3. Hukum-hukum yang menyangkut tindak tanduk manusia dan
tingkah laku lahirnya dalam hubungan dengan Allah SWT., dalam
hubungan dengan sesame manusia, dan dalam bentuk apa-apa yang
harus dilakukan atau harus dijauhi. Hukum ini disebut hukum
amaliyah yang pembahasannya dikembangkan “ilmu Akhlak”.
4. ALQURAN MENJAWAB TANTANGAN MODERN SEBAGAI DOKTRIN ISLAM PRIMER
Salah satu yang dari hal-hal yang menakjubkan dalam
Alquran adalah dalam hal kecocokannya dengan science. Alquran
yang diturunkan pada abad ke-7 kepada Muhammad (s.a.w.)
mengandung fakta-fakta ilmiah yang tak terbayangkan di mana,
kadang-kala ilmu pengetahuan yang telah disinyalkan oleh
Alquran itu, baru ditemukan di abad ini. Maka tidak jarang,
para ilmuwan terkesima.
Bahkan seringkali tak dapat berkata-kata ketika kepada mereka
ditunjukkan bagaimana terperinci dan akuratnya beberapa ayat
dalam Quran terhadap ilmu pengetahuan modern.
Dalam dua salinan Alquran yang terdapat dalam sebuah museum di
Turki dan Rusia, ternyata masing-masingnya telah berumur
sekitar 1400 tahun (empat berlas abad). Masing-masing salinan
Alquran itu sama-sama persis dengan yang ada dewasa ini. Maka
tidak dapat di bantak bahwa Alquran adalah sebuah kitab suci
yang amat otentik, teruji, dan tidak ditemui pada satu
dokumen-dokumen kitab suci yang lainnya. Ketika kita membaca
keterangan ini, sesungguhnya ingatlah selalu bahwa Alquran itu
telah diturunkan lebih dari 1400 tahun yang lalu, kepada
seorang yang amat dipercaya, bersih dan bergelar al Amin,
yakni Muhammad SAW.
Pikirkanlah secara runtut dan mendalam, bahwa di dalam Alquran
itu, didapati perkhabaran yang amat jelas mengenai gagasan-
gagasan umum saat itu, dan tentang keadaan yang terjadi
sepanjang masak, dalam konsep dan kontekstual kehidupan
manusia.
Sebaiknya dicatat betapa terperincinya ayat-ayatnya. “Kami akan
memperlihatkan kepada mereka tanda-tanda (kekuasaan) Kami di segenap penjuru
(ufuk) dan pada diri mereka sendiri, sehingga jelaslah bagi mereka bahwa
sesungguhnya (Alquran) itu adalah benar. Dan apakah Tiadakah tidak cukup
untukmu, bahwa sesungguhnya Dia menyaksikan segala sesuatu?” [QS.41,Fushshilat
: 53]
Melalui mitos-mitos sejarah dan takhyul-takhyul yang menyebar
begitu luas di bawah bendera agama sejak lama, sebelum Alquran
diwahyukan kepada Muhammad SAW, maka telah terjadi
sesungguhnya sifat dari Tuhan telah dilumuri dan terdistorsi.

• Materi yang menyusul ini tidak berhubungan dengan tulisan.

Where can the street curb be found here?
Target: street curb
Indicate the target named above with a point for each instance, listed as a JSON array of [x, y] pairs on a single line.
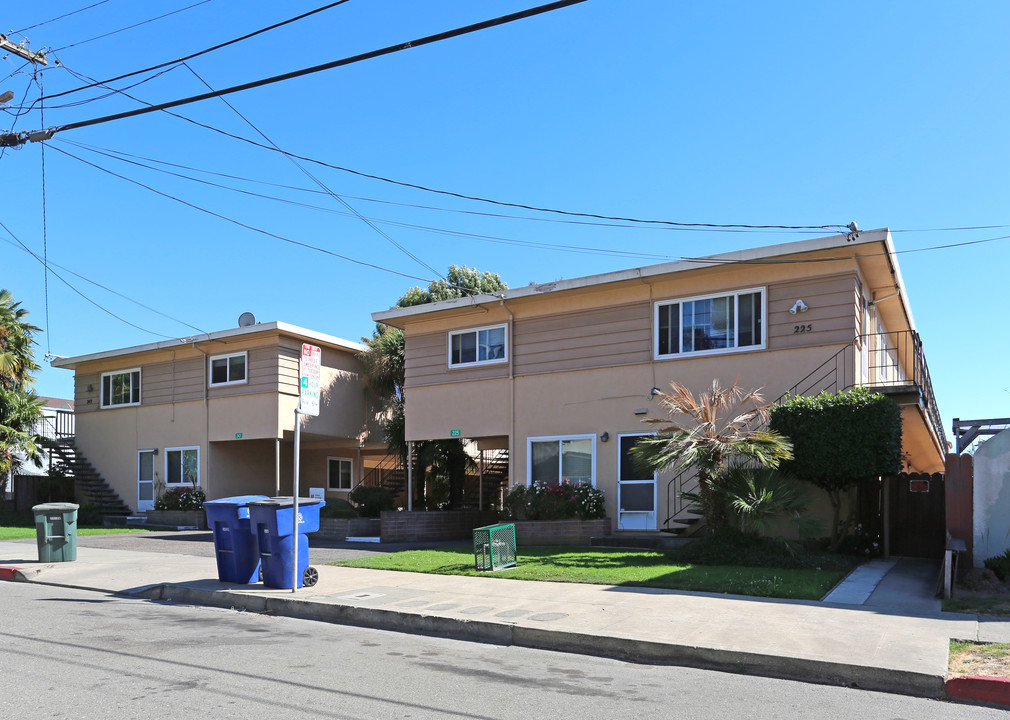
[[504, 633], [988, 691]]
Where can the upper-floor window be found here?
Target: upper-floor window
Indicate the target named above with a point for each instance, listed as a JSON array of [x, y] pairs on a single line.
[[710, 323], [339, 473], [479, 345], [227, 370], [121, 388]]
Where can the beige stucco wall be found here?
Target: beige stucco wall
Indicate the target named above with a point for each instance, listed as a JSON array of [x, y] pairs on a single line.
[[178, 409], [991, 507]]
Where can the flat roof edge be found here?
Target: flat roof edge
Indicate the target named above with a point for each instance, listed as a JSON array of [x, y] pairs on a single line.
[[752, 253], [276, 326]]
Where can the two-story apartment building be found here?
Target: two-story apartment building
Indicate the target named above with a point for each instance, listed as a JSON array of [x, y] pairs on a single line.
[[562, 374], [217, 410]]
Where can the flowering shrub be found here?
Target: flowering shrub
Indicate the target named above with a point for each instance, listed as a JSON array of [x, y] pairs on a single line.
[[554, 502], [181, 499]]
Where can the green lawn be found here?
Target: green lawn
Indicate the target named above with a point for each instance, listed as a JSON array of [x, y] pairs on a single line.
[[19, 533], [618, 567]]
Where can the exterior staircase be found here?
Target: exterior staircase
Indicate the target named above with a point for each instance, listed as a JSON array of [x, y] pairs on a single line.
[[89, 487]]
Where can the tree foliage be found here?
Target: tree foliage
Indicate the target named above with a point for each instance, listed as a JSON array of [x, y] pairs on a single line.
[[19, 408], [706, 434], [840, 439]]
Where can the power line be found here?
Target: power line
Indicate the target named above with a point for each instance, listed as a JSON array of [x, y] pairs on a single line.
[[67, 283], [666, 224], [242, 224], [326, 66], [424, 228], [318, 182], [203, 52], [107, 289], [130, 27], [60, 17]]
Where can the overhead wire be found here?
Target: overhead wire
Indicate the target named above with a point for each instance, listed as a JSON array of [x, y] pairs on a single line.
[[107, 289], [713, 227], [321, 185], [426, 228], [130, 27], [243, 224], [203, 52], [69, 285], [60, 17]]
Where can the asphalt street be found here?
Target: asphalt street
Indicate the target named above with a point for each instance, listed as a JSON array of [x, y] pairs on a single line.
[[72, 653]]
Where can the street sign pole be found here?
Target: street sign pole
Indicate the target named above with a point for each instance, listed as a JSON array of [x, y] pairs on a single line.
[[294, 510], [309, 371]]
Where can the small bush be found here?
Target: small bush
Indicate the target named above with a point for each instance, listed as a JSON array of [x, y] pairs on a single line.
[[372, 500], [181, 499], [1000, 564], [567, 501]]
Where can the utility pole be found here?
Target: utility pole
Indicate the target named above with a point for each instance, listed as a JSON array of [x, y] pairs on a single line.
[[21, 50], [13, 139]]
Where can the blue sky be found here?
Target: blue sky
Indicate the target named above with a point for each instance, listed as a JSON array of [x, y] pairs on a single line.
[[889, 114]]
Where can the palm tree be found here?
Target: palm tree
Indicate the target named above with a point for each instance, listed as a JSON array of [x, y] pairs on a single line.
[[16, 357], [19, 408], [704, 434]]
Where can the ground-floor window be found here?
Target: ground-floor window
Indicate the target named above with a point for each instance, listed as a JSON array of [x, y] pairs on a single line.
[[562, 458], [182, 466], [338, 473]]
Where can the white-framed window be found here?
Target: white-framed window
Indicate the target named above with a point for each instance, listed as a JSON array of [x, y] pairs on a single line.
[[561, 458], [478, 345], [709, 324], [228, 370], [182, 467], [121, 388], [339, 473]]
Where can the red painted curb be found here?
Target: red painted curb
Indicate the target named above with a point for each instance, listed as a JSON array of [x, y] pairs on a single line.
[[986, 690]]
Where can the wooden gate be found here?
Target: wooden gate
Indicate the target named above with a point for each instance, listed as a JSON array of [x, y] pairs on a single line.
[[916, 508]]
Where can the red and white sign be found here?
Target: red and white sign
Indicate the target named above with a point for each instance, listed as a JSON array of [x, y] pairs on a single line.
[[309, 369]]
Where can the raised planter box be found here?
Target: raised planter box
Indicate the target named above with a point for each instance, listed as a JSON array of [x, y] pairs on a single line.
[[401, 526], [560, 532], [189, 518], [333, 528]]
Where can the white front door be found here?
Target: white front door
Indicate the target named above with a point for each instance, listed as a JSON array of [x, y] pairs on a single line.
[[636, 491], [145, 481]]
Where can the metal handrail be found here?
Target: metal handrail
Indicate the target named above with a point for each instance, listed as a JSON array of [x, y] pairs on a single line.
[[894, 360]]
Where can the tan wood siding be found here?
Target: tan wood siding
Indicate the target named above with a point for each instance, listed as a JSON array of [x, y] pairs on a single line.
[[586, 338], [427, 363], [830, 318], [172, 382]]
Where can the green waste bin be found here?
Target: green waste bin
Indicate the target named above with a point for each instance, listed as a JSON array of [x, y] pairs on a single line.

Begitu banyaknya sehingga dalam agama apapun dianggap sebagai
suatu kebodohan yang kekanak-kanakan oleh para raksasa intelek
modern, jika seorang berpendapat bahwa ilmu atau science yang
sebenarnya adalah wahyu Tuhan, atau keterangan dalam kitab
suci. Dalam mengahadapi kondisi semacam itu, Alquran menjawab
tantangan itu. Tidak ada buku lain selain Alquran yang
menyatakan dirinya atau dibuktikan secara nyata sebagai buku
atau dokumen yang bebas error dan kontradisksi seperti Kitab
Alquran ini.
Kitab yang otentik berdasarkan pengetahuan dan pengujian dalam
dunia dewasa ini.
Keadaan ini, telah memberikan tantangan kepada para ahli yang
menganalisa sejarah pengetahuan modern berdasarkan fakta-fakta
ilmiah tentang keotentikan fakta-fakta yang ada di dalamnya.

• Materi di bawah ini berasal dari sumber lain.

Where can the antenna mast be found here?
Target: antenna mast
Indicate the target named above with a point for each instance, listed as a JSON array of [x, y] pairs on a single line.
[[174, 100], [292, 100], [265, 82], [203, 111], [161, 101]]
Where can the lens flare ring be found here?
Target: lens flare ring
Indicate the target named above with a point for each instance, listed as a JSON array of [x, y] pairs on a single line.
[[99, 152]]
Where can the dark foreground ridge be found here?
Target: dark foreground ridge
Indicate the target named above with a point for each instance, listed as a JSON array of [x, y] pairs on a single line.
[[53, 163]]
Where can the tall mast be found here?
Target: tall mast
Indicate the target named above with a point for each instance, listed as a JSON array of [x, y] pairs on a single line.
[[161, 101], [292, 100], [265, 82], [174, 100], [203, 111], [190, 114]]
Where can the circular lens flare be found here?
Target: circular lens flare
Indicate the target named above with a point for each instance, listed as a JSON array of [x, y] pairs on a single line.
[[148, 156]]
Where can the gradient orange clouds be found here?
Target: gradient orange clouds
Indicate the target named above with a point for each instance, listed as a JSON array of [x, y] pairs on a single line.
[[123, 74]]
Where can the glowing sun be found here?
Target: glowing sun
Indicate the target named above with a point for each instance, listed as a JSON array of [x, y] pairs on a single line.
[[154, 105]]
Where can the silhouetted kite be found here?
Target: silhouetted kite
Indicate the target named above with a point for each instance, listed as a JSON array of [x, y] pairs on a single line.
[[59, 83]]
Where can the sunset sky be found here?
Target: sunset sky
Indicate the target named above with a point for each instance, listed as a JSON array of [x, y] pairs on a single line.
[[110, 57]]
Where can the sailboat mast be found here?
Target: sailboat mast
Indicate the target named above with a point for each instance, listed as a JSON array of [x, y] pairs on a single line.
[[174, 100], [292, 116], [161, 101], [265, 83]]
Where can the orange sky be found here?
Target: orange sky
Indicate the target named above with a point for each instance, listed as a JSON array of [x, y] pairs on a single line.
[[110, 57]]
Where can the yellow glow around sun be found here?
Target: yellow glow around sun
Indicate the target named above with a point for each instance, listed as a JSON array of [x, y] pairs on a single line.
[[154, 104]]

Science (ilmu pengetahuan manusia yang diteliti dan diungkap kebenarannya
oleh manusia) dan Islam (yang sebenarnya hanya sebagian kecil saja dari Ilmu
Tuhan yang direpresentasikan di dalam Alquran), layaknya dua saudara
kembar. Hubungan erat antara science (astronomi, fisika, biologi,
matematika, dan segudang ilmu pengetahuan lainnya yang dikenal manusia di
zaman sekarang ini.) dan Islam telah memberikan peran yang besar
dalam kehidupan manusia secara langsung maupun tidak, kedua-
duanya telah menjadikan keyakinan manusia bertambah kuat dalam
memahami kebesaran dan kekuasaan Allah SWT Yang Maha Esa lagi
Maha Kuasa dan Maha Berilmu.
Science adalah salah satu bagian yang paling menakjubkan dari
berbagai segi keajaiban Quran. Kita selalu kekurangan waktu
untuk membedahnya.
Sangat menakjubkan lagi setelah kita mengetahui sejarah
turunnya, bahwa Alquran ini telah diturunkan lebih dari 1400
tahun yang lalu. Ilmu Allah SWT yang diturunkan kepada manusia
ini memang untuk dibedah, dikaji untuk dijadikan petunjuk dan
diambil manfaatnya bagi semesta alam. Sebaliknya, data ilmiah
tertentu yang dikuasai manusia dari hasil perkembangan ilmu
pengetahuan dan teknologi, juga merupakan sarana untuk
memahami ayat-ayat Allah SWT secara lebih baik dab lebih
sempurna lagi. “Bukanlah kepercayaan dalam Islam yang pertama kali
menuntun langkah-langkahku, melainkan penelitian sederhana untuk kebenaran.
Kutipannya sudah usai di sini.